Perhaps you know that I spent the Thanksgiving holiday in Rome. The primary purpose of my journey was to visit the North American College, the American seminary, and to be the celebrant and homilist for the Thanksgiving Day Mass at the College.
It was also an opportunity for me to visit with the priests and seminarians from the Providence Diocese who are working and studying there.
For the American seminarians and priests living at the College, Thanksgiving weekend is a big deal. The centerpiece of the observance, of course, is the beautiful and impressive Mass on Thanksgiving morning. I was truly honored to have been invited to be the celebrant and homilist on that occasion.
Liturgies at the NAC (and at all seminaries I’m sure) are meticulously planned and prayerfully celebrated, and the Thanksgiving Mass was no exception. The Mass included beautiful music and the participation of two archbishops, about 60 priests, the 250 or so seminarians, some public officials, and a number of invited guests from the city.
The liturgy was followed by a festive Thanksgiving dinner with the traditional fare. We were seated at tables arranged by state or region, appropriately decorated with local themes. The dinner included prayers, some lively entertainment, a toast to our country, and the singing of “America the Beautiful.” From beginning to end, it was relaxing and fun.
Other activities of the long weekend included the “Turkey Trot” 5k Race around the Vatican walls very early on Thanksgiving morn, (I skipped that part), iconic movies, and on Sunday the “Spaghetti Bowl,” the intensely competitive football game between the “old men” and “new.” The old men prevailed once again.
As I mentioned during my homily that morning, it had been 43 years since I was in Rome on Thanksgiving Day, then as a 4th year student. I could never have imagined that I’d return someday as a bishop to lead the signature liturgy. So many memories of my time at the College washed over me as I wandered the expansive building on the Janiculum Hill, praying, reflecting, and reminiscing.
Of course I also had several opportunities to go into the historic city for touring, shopping, lunch and dinner. I have to confess, walking the streets of Rome can be a pretty distressing experience. In the midst of so much history, art, architecture and religion, frankly, Rome is a mess! Traversing the city you encounter gridlocked traffic, constant noise, stifling pollution, aggressive beggars and street performers, and graffiti — ugly, in-your-face graffiti on every wall, tunnel, underpass and overpass. There’s good reason why the “eternal city” is sometimes called the “infernal city.”

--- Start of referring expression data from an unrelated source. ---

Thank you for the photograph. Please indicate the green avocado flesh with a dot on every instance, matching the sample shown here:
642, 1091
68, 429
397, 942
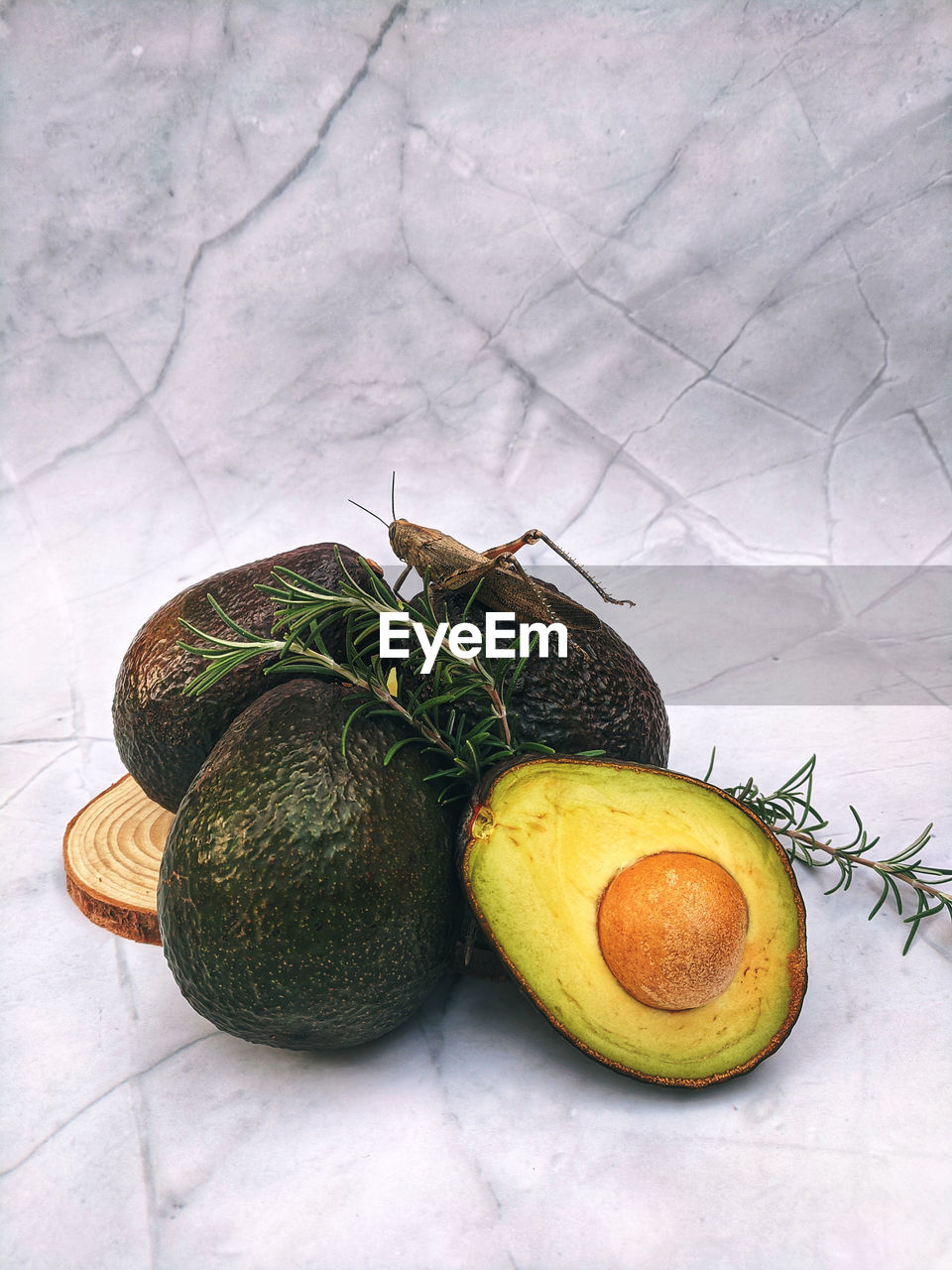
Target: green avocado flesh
307, 898
543, 841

The intriguing thing, though, is that even in the midst of the mess, you can readily recognize the special presence of God. Perhaps it’s the sheer number of churches and shrines; or the regular ringing of the church bells; or the history of the Church that has played-out on its streets for two-thousand years; or the proximity of the Pope, the Bishop of Rome; or, perhaps, the sincere devotion of the countless pilgrims who find their way to Rome from all over the world. Without a doubt, Rome is special. God is there!
While reflecting on this two-edged experience, it struck me that our lives are sometimes like the City of Rome. They have, first of all, a certain amount of messiness. The human clutter often comes from an unexpected turn of events. Perhaps it’s a serious illness; the death of a loved one; the loss of a job; or an intractable marriage or family problem.
Maybe the messiness comes not from a dramatic crisis but just the graffiti of everyday life: the challenges of work, caring for our homes, paying the bills, or managing the hectic schedules our kids keep every day. (“What! You have soccer practice? Why didn’t you tell me?”)
But here’s the point: Just as God can be found in the chaos of Rome, so too can God be found in the messiness of our everyday lives. We know that God doesn’t force himself into our lives. His presence can be discerned only by silence, prayer, reflection and with the eyes of faith. Pope Francis has reminded us that, “the light of faith is unique, since it is capable of illuminating every aspect of human existence.”
The presence of God in our daily lives shouldn’t be at all surprising, for as the Word of God Incarnate, Jesus entered into a messy world. I suspect that the streets of ancient Jerusalem and Bethlehem were as messy then as they are in Rome today. But Jesus chose not to hover above us like some sort of divine drone, but he “pitched his tent among us,” walking right into the midst of his unruly and unkempt flock.
Jesus doesn’t take away the messiness of our lives, any more than a magic wand could fix the problems of Rome. But his divine presence, much like the cool, dark, quiet churches of Rome, provides a sanctuary in the midst of the chaos.
As we continue to travel through Advent, let’s try to be more aware of the presence of God in our everyday lives, in good times and in bad. Let’s try to discern the spark of divinity in the darkness of the world. It shouldn’t be too hard to find Him for, after all, Jesus is Emmanuel, the God who is with us.